[Skip to content]

Sign up for our daily newsletter
The Actuary The magazine of the Institute & Faculty of Actuaries

Letters: Colm Fitzgerald

One thing really stood out when I marked some CA1 exams recently (from the Dublin City University Graduate Certificate in Actuarial Science) – a couple of the students (all of whom work as trainee actuaries) seem to think that one of the main reasons to be professional is to win more business.

This is not something that they got from my lecture notes, from the ActEd notes or from the CA1 Core Reading. So, where did they get the idea from? Other students seem to have let the idea that they are now ‘actuarial trainees’ go to their heads — they’re not like the other non-actuarial employees in their respective companies — what they think is more important.
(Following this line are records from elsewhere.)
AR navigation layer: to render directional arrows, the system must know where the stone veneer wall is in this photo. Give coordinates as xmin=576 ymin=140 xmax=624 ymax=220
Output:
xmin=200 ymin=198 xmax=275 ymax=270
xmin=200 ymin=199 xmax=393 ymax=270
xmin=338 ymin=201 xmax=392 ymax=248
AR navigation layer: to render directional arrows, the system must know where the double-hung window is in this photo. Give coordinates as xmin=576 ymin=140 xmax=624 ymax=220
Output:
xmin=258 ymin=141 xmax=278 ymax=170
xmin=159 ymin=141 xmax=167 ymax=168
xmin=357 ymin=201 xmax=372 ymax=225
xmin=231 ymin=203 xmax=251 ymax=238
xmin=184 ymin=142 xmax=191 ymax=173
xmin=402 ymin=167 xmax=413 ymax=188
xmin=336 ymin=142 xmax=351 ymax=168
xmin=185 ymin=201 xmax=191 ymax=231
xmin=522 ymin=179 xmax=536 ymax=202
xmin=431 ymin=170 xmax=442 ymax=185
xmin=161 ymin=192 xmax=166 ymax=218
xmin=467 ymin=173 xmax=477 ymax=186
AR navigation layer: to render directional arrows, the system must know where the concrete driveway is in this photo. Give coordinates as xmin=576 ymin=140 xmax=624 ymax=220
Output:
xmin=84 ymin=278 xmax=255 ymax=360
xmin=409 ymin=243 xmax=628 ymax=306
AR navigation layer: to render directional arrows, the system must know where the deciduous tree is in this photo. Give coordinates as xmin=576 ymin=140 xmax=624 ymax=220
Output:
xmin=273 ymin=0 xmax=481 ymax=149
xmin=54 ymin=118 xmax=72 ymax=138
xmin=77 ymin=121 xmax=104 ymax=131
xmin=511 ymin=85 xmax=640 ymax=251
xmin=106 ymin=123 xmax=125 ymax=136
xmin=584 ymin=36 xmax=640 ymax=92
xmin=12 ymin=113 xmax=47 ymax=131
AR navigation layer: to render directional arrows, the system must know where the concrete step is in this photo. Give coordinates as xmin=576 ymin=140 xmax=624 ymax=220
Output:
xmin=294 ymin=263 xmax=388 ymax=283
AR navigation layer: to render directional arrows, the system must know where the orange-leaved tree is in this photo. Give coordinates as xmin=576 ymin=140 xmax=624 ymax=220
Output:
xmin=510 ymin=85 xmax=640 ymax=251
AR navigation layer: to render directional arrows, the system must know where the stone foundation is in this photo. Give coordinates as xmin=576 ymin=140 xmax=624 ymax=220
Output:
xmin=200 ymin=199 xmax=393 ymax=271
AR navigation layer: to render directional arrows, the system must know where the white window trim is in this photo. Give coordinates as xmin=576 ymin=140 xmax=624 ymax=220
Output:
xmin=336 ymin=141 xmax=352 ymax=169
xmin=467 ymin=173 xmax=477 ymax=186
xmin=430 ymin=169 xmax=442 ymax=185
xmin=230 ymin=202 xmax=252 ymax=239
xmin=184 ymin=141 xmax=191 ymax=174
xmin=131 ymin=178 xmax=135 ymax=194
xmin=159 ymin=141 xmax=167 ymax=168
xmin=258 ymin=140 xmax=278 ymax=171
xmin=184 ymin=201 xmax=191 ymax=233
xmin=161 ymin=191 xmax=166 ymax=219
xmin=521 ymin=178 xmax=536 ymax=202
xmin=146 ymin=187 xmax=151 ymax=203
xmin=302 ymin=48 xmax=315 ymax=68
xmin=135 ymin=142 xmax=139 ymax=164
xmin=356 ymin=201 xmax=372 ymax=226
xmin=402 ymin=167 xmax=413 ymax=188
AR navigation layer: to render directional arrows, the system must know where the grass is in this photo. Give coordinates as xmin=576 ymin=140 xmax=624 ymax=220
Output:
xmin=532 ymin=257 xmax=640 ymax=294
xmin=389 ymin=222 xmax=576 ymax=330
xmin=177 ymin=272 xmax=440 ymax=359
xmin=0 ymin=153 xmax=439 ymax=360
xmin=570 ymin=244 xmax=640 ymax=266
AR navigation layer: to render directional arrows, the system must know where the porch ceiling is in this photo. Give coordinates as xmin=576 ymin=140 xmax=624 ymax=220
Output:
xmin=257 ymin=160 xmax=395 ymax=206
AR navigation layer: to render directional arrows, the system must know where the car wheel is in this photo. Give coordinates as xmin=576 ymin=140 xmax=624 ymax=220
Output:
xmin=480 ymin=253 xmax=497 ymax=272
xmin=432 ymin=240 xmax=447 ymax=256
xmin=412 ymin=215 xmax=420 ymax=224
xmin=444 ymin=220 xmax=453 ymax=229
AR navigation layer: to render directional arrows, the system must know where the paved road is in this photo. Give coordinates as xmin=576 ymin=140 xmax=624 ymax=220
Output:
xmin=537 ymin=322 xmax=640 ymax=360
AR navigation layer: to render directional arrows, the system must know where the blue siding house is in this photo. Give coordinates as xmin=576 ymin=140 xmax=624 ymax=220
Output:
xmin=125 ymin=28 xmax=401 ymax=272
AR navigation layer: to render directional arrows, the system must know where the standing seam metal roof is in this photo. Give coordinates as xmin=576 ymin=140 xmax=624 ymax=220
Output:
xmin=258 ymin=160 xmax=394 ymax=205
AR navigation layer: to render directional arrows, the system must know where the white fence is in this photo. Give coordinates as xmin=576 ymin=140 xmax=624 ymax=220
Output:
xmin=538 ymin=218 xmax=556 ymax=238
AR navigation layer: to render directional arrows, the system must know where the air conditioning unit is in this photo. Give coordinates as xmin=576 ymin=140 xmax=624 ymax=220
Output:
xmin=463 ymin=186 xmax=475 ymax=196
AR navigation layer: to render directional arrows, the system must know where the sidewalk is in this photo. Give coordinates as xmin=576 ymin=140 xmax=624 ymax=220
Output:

Not that “the views of others may differ from his/her own and that the other views may be valid” (CA1 Core Reading).

Some words of Alexander Pope came to mind, which I’ve amended slightly below (taken from his Essay on Criticism).

So modern consultants, taught the art
By actuaries’ bills to play the actuary’s part
Bold in the practice of mistaken rules,
Prescribe, apply, and call their masters fools.
Nor time nor moths e’er spoil’d so much as they;
Some dryly plain, without invention’s aid,
Write dull receipts how investments may be made.
These leave the sense, their learning to display,
And those explain the meaning quite away…
Pride, where wit fails, steps in their defence,
And fills up all the mighty void of sense!
To please their clients’ ear, Not mend their minds…
In pride, in reas’ning pride their error lies.

If the students could only keep their feet on the ground a bit more, it will surely help them get better marks, speed their way through the examination process and, hopefully, make them better actuaries.